The Twenty Minute VCAnthropic’s $10B Raise | a16z’s $15B Fund: Is the Middle Dead in VC? | How OpenAI Could Go to Zero?
At a glance
WHAT IT’S REALLY ABOUT
AI mega-rounds reshape venture capital: scale, risk, and policy shocks
- Anthropic’s reported $10B raise is framed as potentially pre-IPO and arguably rational on forward revenue math if current extreme growth persists another year.
- Claude’s momentum is discussed as a platform expansion from enterprise API dominance into coding (Claude Code) and potentially broader “knowledge work” via workspace-style products, raising bundling and dependency risks for partners like Cursor.
- OpenAI is argued to have meaningful existential risk only under a compounded scenario where capital access tightens, model half-lives stay short, and consumer/enterprise usage proves more fickle than assumed.
- Andreessen Horowitz’s $15B fundraise is presented as a system-level scaling strategy: win ~10% of the best early deals, then concentrate heavily in winners later to offset higher miss rates at scale.

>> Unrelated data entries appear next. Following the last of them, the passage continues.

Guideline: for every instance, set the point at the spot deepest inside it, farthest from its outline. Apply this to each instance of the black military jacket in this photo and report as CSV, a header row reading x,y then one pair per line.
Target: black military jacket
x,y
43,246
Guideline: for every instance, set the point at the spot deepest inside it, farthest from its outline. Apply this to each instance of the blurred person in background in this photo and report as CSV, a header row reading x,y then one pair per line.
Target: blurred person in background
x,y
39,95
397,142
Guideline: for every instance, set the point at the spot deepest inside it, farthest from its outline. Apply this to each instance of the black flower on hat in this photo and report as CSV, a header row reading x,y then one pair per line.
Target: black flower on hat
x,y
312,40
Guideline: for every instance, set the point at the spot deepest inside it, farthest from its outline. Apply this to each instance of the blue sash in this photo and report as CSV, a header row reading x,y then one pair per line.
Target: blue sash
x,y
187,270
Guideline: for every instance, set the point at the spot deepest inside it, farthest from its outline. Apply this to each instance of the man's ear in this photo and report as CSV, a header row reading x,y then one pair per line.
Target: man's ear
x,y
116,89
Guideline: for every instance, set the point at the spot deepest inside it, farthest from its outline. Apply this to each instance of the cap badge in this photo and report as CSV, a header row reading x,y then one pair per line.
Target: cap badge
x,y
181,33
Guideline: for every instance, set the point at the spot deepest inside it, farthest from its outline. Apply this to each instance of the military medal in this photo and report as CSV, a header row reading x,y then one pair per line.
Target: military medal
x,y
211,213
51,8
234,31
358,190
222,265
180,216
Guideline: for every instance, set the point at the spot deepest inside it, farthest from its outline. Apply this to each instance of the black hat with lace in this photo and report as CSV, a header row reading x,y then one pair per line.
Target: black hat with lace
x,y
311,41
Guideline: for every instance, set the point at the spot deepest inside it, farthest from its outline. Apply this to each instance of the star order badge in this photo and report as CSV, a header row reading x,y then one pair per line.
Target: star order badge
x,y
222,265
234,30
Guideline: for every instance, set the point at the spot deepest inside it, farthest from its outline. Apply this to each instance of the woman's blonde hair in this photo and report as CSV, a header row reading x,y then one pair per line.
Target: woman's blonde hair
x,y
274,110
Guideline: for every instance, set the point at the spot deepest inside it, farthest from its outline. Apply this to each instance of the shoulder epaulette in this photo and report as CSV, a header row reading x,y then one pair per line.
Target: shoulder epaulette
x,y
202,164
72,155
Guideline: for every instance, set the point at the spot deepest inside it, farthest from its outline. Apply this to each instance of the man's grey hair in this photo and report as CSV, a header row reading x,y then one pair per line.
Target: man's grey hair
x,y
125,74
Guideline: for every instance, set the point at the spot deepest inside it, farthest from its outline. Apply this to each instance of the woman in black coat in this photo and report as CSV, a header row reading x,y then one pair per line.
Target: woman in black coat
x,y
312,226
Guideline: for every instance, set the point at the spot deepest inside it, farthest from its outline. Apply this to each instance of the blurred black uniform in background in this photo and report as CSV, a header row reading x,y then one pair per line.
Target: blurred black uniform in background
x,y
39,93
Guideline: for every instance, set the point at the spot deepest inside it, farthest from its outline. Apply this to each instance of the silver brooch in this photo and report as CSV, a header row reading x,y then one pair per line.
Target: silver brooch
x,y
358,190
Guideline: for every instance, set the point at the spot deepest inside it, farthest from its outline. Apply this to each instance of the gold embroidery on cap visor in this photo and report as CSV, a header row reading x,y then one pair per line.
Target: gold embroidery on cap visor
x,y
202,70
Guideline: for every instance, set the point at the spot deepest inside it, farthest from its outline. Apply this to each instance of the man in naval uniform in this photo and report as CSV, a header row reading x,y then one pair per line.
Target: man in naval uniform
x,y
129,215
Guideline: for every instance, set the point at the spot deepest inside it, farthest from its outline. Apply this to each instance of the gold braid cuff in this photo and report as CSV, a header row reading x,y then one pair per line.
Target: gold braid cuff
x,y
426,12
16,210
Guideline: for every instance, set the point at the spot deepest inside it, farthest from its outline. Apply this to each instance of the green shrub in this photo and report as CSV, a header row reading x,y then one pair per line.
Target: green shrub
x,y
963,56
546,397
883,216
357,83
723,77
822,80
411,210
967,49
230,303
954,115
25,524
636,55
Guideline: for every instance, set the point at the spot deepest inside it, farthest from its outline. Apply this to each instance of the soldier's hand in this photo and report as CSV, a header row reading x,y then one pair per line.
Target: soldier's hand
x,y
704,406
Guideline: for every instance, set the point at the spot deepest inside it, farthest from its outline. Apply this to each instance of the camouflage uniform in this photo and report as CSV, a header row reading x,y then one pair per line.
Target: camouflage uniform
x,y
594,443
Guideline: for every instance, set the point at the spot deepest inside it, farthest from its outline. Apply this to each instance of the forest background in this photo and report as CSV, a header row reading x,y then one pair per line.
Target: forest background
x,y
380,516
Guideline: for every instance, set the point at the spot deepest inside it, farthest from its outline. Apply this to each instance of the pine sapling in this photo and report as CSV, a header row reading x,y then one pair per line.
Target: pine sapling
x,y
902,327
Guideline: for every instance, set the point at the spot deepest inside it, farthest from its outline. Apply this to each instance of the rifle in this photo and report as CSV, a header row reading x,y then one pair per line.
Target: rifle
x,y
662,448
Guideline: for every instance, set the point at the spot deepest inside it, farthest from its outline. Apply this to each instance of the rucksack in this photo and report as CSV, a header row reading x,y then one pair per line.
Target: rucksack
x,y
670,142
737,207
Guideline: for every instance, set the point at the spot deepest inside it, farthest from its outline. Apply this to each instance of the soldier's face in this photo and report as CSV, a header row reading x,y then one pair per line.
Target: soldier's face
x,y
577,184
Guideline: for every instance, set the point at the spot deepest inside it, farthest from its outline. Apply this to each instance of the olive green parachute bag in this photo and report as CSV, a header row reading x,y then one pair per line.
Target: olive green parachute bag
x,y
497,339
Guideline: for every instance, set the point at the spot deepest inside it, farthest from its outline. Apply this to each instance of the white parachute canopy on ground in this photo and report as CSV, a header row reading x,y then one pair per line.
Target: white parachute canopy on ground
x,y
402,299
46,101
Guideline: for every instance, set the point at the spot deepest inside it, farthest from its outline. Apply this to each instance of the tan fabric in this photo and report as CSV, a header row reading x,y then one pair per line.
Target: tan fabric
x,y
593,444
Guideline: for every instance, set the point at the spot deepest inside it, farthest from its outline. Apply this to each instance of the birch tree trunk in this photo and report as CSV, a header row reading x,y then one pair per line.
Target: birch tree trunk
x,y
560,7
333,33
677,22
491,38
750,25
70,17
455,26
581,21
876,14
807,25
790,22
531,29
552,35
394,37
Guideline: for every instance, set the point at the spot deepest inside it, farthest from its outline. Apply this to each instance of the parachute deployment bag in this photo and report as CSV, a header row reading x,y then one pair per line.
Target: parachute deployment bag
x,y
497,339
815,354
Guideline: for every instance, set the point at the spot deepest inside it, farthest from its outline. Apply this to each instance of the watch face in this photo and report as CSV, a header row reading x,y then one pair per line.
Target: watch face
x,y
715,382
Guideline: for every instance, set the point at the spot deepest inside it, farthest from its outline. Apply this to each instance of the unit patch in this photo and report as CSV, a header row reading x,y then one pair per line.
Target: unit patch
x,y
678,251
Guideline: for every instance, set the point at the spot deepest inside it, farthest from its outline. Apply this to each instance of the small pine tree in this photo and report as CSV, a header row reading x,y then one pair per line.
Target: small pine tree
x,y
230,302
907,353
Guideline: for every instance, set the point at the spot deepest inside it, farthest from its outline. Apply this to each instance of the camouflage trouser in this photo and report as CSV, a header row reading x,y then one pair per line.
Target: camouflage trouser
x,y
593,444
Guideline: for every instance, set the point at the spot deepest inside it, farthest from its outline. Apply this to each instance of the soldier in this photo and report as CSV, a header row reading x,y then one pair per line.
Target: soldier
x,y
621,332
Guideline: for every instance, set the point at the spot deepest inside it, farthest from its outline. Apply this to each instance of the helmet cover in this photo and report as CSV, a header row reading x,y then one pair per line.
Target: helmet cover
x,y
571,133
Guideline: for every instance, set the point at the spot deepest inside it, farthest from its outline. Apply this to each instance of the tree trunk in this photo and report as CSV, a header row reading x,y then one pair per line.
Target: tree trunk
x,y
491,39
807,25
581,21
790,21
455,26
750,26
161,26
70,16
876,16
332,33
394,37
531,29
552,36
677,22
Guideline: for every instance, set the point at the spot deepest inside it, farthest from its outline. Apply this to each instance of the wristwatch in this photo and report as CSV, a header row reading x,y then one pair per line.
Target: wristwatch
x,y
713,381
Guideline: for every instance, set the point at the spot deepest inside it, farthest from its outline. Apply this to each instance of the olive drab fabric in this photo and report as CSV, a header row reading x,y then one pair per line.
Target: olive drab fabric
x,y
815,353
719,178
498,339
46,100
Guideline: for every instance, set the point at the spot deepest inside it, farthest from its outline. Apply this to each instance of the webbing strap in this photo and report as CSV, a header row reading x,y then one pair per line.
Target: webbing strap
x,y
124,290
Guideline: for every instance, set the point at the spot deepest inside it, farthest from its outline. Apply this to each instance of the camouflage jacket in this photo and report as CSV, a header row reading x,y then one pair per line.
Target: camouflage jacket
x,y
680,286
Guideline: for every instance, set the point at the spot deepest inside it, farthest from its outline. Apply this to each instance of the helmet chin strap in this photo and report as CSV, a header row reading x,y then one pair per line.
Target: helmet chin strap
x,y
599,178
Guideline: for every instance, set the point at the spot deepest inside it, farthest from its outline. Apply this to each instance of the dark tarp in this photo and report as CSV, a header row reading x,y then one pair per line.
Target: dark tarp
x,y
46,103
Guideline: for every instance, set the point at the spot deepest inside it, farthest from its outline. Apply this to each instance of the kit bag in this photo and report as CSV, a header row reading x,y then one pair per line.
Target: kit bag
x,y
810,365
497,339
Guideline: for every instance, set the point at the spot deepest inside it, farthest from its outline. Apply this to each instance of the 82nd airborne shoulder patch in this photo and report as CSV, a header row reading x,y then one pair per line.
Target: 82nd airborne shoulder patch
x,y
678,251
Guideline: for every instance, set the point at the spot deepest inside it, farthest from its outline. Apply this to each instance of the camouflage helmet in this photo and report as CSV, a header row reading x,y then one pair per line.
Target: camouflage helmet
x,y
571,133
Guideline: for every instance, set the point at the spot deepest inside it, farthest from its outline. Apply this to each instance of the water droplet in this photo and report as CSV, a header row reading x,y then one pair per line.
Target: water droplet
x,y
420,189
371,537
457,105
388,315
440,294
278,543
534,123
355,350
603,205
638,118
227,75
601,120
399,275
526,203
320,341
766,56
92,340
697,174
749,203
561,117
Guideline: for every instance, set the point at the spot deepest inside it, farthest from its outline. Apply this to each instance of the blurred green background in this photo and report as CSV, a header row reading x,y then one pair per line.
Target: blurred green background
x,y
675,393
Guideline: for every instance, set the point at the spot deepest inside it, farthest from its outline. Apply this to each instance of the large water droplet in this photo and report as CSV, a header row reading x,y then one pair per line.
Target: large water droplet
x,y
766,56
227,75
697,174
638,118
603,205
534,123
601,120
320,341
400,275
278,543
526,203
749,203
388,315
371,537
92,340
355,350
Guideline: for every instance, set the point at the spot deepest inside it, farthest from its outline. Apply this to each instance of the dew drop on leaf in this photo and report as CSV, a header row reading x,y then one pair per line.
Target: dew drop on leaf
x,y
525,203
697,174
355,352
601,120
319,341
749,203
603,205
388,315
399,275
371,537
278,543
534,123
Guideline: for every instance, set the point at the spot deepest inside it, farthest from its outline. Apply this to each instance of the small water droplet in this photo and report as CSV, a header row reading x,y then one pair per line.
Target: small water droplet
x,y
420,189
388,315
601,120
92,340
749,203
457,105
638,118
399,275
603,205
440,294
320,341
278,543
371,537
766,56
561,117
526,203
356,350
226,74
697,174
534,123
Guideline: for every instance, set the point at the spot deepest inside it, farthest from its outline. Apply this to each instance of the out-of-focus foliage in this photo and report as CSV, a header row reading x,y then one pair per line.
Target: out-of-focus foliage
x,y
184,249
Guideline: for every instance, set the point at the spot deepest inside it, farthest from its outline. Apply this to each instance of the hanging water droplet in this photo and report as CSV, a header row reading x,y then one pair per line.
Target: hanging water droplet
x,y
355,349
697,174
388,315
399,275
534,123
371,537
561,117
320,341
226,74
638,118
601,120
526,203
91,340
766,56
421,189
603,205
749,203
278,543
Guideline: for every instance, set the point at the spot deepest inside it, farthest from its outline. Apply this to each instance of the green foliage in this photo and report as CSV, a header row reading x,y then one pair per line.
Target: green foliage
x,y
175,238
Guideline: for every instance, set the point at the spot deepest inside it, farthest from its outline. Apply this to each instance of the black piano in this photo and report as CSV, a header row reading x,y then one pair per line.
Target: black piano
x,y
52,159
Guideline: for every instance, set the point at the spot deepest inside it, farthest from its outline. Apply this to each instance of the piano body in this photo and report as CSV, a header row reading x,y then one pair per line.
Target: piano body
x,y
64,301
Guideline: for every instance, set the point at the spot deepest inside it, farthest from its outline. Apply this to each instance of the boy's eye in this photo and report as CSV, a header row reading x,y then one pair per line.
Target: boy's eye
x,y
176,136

- The group debates whether VC is bifurcating into mega-platforms and focused boutiques while the “middle” gets squeezed, and concludes policy (wealth tax) plus AI-driven labor/wealth divergence could materially alter where companies are built and who stays in California.
IDEAS WORTH REMEMBERING
5 ideasAnthropic’s price can look cheap if one more growth year holds.
The hosts model Anthropic’s run-rate trajectory (100M → 1B → ~10B → potential ~30B) to argue a ~$350B valuation could be ~17x next-twelve-month revenue—defensible only if growth remains exceptional near-term.
Claude’s strategy is to climb the stack from API to “work operating system.”
They describe three layers—enterprise API, coder product (Claude Code), and a workspace for non-coders—aiming to capture more of the value chain and compete with Office-like bundles rather than being “just an API.”
Partner ecosystems like Cursor face “supplier can become competitor” risk.
Because Cursor depends on frontier models, Anthropic could limit access, degrade top tiers, or replicate adjacent products; the discussion frames this as the scorpion-and-frog dynamic inherent to platform dependency.
OpenAI doesn’t go to literal zero, but can be structurally vulnerable.
One bear case hinges on short model half-life plus massive future capital needs; if a macro shock hits during a fundraising window, competitors with stronger cashflows/margins could keep advancing while OpenAI stalls and usage migrates.
Mega-funds work by engineering a portfolio system, not by perfect picking.
Rory argues that at scale you can be “promiscuous at the A” because later-stage check-writing and concentration in breakout winners can cover early mistakes—shifting the core risk from business selection to valuation exposure.
WORDS WORTH SAVING
5 quotesIn the early stage, you're taking uncorrelated business risk, and in the late stage, you're taking 100% correlated valuation risk.
— Rory O’Driscoll
I think OpenAI has existential risk. It is a bet that, that, that the best of times lasts at least a decade.
— Jason Lemkin
Would you use ChatGPT from a year ago? Would you use Claude from a year ago? NFW you would use these products from a year ago.
— Jason Lemkin
You can be promiscuous at the A if you have enough late stage stuff to cover it up.
— Rory O’Driscoll
This is a Trojan horse. The, this is not about a one-time 5% wealth tax. The goal of the proponents of this bill... is that this will then transition to an annual tax.
— Jason Lemkin
High quality AI-generated summary created from speaker-labeled transcript.